What really bothers me is the way the word love is applied to animals. I guess it does follow that people who condone the death of some 50 million babies in the name of “women’s rights” would be in favor of deer and elk population control by wolf predation.The so-called animal lovers seem to have a special affinity for predators. A mountain lion’s understanding of “love” falls in the category of “a great liking or fondness” for warm flesh, from house cat and dog to human children.Coyotes are carnivores that are virtually nondiscriminating. I heard the cries of a deer one winter night and discovered these “precious carnivores” ripping the intestines out of a still-living doe deer.Coyotes are great killers, but wolves are better. I guess you could call the way wolves and coyotes operate to control elk and deer populations as teamwork.Maybe we need to introduce the Cripps and Bloods or some other gangs into our cities as a means of human population control.Years ago, some 300 head of mule deer would drift into my fields at sundown. Now we get excited to see four or five, and really excited to see an older buck with a nice set of antlers. More coyotes, less fawns – it’s just that simple.I’m a proud hunter, and I believe that a good clean shot is much more merciful than a slow death by coyotes.

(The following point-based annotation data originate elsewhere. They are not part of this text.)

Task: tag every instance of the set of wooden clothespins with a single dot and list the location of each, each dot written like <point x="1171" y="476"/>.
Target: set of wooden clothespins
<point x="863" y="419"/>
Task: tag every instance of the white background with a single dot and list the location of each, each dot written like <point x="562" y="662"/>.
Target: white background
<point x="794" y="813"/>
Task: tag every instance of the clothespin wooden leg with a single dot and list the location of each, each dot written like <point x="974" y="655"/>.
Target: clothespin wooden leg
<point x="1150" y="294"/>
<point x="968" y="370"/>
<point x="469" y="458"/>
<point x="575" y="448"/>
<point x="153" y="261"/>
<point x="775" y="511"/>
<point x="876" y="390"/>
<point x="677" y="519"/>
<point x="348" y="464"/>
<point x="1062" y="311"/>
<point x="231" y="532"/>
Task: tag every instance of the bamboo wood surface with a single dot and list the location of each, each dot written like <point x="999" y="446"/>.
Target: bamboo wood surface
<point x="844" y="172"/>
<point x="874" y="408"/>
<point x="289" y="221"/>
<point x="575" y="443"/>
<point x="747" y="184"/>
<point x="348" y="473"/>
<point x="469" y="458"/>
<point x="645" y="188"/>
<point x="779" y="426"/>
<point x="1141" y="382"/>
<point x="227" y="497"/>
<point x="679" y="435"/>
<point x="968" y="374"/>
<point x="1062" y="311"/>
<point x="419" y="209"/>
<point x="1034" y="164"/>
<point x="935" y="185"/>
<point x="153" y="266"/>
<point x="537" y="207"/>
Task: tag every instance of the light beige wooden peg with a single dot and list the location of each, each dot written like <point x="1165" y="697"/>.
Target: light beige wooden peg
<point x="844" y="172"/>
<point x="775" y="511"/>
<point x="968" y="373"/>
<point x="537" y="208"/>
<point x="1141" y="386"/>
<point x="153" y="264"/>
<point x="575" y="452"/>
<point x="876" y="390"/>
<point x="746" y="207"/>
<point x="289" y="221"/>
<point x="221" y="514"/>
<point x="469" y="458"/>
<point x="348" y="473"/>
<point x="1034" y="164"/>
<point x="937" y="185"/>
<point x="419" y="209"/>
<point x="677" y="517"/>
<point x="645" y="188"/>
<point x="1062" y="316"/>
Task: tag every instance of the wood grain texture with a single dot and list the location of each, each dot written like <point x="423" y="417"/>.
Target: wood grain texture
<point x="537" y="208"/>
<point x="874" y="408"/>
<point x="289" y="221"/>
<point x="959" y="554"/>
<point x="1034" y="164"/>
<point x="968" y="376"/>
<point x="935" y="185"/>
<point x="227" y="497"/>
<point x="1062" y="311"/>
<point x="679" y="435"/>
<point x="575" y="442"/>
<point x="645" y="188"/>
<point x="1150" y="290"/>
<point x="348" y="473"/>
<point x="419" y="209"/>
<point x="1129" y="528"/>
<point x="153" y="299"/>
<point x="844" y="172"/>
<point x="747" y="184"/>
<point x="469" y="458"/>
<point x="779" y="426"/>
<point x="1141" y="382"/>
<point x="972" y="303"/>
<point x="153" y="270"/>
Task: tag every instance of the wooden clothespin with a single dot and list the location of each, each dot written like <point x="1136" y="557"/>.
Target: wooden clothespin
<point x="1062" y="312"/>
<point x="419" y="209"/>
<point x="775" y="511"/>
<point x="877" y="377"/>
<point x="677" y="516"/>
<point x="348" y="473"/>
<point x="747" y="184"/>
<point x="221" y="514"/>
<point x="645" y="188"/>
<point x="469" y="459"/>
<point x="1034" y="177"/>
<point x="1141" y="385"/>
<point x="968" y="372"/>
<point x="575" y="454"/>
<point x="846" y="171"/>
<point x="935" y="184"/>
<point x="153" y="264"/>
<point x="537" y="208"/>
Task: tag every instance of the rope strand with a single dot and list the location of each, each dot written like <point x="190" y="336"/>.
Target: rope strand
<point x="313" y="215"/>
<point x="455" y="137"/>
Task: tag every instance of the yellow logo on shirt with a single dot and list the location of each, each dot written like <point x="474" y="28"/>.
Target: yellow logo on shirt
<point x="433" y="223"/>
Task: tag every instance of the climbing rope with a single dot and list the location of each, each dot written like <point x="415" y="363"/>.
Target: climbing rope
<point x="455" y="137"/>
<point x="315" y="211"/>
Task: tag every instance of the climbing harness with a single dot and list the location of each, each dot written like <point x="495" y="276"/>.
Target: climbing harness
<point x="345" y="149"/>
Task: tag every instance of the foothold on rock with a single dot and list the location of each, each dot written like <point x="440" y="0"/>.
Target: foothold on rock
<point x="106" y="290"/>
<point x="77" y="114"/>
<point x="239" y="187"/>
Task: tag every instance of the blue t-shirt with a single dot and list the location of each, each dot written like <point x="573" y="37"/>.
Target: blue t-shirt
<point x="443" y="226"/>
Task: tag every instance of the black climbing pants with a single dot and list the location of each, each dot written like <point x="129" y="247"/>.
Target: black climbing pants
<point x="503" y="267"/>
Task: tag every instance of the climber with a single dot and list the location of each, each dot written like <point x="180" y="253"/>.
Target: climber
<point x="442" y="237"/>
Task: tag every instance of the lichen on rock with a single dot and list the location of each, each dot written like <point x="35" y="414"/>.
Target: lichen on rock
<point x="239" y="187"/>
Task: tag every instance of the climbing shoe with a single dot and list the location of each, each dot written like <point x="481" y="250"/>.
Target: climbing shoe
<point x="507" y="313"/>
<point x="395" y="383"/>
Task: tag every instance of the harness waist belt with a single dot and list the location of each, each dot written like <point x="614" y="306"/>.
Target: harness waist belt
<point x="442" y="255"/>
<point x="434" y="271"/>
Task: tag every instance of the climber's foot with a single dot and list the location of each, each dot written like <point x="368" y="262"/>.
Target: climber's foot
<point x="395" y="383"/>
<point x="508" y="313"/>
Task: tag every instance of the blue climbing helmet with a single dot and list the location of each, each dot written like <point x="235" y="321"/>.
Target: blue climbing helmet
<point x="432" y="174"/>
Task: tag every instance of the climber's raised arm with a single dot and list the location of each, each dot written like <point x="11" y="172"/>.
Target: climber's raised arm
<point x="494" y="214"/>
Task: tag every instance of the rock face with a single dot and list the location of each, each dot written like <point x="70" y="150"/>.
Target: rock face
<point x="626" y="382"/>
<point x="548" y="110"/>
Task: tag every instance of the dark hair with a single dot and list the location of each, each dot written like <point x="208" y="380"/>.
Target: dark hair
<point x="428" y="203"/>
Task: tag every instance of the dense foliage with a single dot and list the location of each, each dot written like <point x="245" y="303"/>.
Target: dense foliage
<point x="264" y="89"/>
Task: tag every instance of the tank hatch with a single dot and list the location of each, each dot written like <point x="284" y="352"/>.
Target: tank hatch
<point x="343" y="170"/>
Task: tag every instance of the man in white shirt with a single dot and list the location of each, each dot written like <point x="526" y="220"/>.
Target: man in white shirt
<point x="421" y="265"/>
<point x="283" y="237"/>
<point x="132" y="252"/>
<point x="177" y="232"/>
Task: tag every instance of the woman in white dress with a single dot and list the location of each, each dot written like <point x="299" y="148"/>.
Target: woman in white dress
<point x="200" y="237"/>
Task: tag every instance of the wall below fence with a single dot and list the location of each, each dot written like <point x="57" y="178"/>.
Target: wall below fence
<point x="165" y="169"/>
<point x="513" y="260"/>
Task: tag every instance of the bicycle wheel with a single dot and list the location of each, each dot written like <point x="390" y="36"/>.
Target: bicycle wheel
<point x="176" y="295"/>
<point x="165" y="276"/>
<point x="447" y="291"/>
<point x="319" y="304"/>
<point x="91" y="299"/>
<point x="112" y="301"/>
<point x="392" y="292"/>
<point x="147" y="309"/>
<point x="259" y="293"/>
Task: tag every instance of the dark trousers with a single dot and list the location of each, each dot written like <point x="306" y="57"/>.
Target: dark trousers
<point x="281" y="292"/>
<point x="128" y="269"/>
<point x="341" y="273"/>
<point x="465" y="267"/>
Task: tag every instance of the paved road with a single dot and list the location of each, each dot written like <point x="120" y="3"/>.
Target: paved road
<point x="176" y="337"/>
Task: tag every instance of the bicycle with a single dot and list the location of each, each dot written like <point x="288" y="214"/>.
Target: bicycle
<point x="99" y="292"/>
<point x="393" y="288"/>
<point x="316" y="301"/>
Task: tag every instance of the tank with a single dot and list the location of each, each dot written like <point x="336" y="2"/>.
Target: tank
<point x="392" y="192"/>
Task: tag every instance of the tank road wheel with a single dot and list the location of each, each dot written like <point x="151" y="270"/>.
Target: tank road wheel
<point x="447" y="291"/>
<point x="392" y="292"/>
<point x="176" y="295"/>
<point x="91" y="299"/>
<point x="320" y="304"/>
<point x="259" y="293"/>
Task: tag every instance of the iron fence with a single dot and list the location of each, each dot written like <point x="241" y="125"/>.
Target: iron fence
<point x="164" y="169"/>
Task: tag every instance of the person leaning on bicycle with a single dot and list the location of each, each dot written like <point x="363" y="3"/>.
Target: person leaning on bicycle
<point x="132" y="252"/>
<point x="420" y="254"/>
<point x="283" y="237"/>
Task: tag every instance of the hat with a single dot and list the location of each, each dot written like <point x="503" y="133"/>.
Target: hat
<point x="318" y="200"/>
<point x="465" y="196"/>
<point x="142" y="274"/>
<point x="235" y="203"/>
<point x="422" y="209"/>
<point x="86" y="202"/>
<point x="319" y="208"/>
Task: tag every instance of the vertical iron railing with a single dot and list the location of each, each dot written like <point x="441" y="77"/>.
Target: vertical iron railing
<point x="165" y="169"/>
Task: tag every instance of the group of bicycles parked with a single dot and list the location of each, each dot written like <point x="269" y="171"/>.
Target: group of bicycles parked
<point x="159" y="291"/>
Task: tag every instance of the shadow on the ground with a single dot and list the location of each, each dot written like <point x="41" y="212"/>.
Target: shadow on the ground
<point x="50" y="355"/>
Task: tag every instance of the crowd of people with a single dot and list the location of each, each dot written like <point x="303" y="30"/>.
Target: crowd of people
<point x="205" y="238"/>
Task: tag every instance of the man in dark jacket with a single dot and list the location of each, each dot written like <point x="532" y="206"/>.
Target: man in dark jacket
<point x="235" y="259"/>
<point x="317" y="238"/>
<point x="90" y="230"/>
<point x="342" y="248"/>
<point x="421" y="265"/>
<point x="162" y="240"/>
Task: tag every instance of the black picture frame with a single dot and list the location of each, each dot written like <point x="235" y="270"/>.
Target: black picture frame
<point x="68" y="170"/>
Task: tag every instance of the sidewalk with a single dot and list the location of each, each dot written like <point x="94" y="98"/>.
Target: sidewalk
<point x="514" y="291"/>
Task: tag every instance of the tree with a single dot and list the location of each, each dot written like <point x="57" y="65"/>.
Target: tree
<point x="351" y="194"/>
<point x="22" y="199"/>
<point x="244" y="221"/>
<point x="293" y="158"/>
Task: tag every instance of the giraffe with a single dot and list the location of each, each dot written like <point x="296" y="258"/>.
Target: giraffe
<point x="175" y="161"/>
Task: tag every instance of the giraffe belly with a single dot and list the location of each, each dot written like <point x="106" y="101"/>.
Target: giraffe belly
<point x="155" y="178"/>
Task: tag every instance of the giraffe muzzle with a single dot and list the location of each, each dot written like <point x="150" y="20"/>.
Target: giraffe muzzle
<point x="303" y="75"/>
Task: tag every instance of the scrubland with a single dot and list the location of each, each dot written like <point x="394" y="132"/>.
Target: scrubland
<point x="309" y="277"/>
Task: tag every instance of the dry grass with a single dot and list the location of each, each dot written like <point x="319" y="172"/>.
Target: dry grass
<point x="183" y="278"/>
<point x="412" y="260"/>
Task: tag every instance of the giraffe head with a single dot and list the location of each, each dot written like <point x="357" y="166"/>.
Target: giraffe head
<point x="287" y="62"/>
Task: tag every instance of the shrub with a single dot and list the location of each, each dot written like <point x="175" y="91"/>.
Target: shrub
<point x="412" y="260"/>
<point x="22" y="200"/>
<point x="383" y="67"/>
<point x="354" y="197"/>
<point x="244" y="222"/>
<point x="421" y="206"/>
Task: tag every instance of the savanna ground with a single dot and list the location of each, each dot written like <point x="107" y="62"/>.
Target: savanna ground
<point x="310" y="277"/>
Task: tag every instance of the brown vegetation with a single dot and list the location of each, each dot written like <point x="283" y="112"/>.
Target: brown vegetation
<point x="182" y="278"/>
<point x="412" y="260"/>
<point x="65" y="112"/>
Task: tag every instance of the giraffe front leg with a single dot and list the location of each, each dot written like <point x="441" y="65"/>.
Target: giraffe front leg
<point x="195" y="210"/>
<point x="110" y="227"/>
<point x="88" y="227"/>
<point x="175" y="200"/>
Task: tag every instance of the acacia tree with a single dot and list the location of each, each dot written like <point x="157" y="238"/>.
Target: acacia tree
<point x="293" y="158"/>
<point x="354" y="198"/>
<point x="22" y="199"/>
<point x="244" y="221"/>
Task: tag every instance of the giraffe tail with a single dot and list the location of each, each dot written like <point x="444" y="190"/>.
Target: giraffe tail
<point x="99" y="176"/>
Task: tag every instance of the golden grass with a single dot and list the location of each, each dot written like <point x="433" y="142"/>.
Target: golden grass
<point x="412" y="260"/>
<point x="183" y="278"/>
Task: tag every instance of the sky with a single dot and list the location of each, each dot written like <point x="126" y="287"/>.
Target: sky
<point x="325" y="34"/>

Also, I don’t shoot fawns and rarely a doe.
Can you imagine the outrage if slaughterhouses killed livestock by running them down, hamstringing them and gutting the still-living animals?I must admit cougars are much more efficient killers. Their prey does not suffer very long.The old myth that cougars strengthen the herds by killing the sick is just that, a myth. Cougars are so good they kill anything they want. A wildlife official once told me an adult cougar will kill approximately a deer per week. That is about 50 deer per year per mountain lion.Well, it is not just the “lions and tigers and bears, oh my.” I remember when the frogs sang all night by the creek and the salamanders stirred the water in the ponds. Then they introduced the raccoons in this area, and now I haven’t seen a frog all summer.A couple of DOW researchers showed up at a friend’s ranch to investigate what the ranchers were doing that was killing off the frogs. Well, guess what? The ranchers introduced them to the eating habits of raccoons and to where responsibilities for the frog’s demise really lie.Government agencies often create problems and then blame citizens. For instance, there are probably 30 to 50 bears feeding at the South Canyon dump. They teach them to live off garbage and then give us what for if our garbage cans are not bear-proof. Hike in after hours to check it out and you will be arrested for trespassing.
The love of predatory animals strikes very close to home. The common house cat is the No. 1 predator in the United States, and yet people just “love” their cats. Maybe many people’s affection for predators is an extension of their own personality.Getting wolf packs to control elk herds may seem logical, but elk are not the only meat on their plate. Cougars may be beautiful and awesome, but they are definitely not vegans.When my kids were growing up on the ranch, they freely ran the creek bottoms and surrounding hills. The worst animal hazard was getting squirted by a skunk. New Castle population back then was about 650, and this area was much wilder.Now we worry about predators both human and animal.I hereby protest the pious promoters for population control by predation.Ross L. Talbott lives in New Castle.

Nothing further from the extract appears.